In the November issue of Modern Pathology, the team describe a florid benign vascular proliferation of the colon in 5 adult patients, 3 of whom presented with idiopathic intussusception.
In all cases, the proliferation was sufficiently exuberant to raise the possibility of angiosarcoma as a diagnostic consideration.
The group included 2 males and 3 females, with a median age of 43 years. Of the patients, 2 were HIV positive.
Four patients presented with a colonic mass; other symptoms at presentation included abdominal pain, diarrhea, bleeding, and bowel obstruction.
In all cases, a florid lobular proliferation of small vascular channels lined by plump endothelial cells extended from the submucosa through the entire thickness of the bowel wall.

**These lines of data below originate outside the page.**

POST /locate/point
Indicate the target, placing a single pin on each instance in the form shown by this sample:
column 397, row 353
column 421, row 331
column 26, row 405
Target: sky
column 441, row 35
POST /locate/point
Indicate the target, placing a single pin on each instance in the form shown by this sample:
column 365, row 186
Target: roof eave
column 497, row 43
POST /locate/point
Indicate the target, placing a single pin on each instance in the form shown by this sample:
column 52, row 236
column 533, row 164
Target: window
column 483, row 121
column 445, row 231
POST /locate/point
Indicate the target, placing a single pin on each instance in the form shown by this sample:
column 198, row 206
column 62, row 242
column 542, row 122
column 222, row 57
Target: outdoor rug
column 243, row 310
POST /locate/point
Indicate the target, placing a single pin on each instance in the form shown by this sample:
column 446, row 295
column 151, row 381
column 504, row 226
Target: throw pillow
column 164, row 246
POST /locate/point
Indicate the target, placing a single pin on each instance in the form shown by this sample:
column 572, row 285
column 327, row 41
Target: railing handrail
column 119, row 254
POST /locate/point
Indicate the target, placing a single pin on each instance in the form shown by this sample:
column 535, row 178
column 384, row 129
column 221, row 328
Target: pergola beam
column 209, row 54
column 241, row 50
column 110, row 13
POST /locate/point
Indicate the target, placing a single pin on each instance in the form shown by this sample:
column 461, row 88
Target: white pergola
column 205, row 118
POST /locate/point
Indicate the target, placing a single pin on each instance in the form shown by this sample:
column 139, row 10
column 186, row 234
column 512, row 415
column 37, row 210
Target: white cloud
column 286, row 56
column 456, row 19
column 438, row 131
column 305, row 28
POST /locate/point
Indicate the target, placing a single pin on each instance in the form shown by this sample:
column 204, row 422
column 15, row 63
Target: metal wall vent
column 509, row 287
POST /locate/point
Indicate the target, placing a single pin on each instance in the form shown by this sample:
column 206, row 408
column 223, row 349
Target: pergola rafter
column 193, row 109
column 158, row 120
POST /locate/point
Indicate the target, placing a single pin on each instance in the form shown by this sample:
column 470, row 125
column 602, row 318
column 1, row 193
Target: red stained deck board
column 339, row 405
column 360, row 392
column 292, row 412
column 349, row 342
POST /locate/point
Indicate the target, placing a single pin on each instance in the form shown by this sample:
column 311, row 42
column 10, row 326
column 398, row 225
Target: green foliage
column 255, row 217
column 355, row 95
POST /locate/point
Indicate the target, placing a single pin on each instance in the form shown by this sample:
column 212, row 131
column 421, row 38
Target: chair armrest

| All 5 cases with florid vascular proliferation had intussusception or mucosal prolapse.
The endothelial cells showed minimal nuclear atypia, and mitotic figures were infrequent.
The overlying mucosa showed ulceration with ischemic-type changes, and had features of mucosal prolapse.
A possible underlying arteriovenous malformation was identified in 2 cases.
The researchers found that all patients were alive and well at the last follow-up (interval, 6 months to 5 years).
Dr Neil R. Bavikatty, of the University of Michigan Hospitals, Ann Arbor, Michigan, concluded on behalf of the group, "The presence of intussusception or mucosal prolapse in all of the cases suggests repeated mechanical forces applied to the bowel wall as a possible etiologic factor.
"The role of HIV infection in the pathogenesis of these lesions remains to be determined."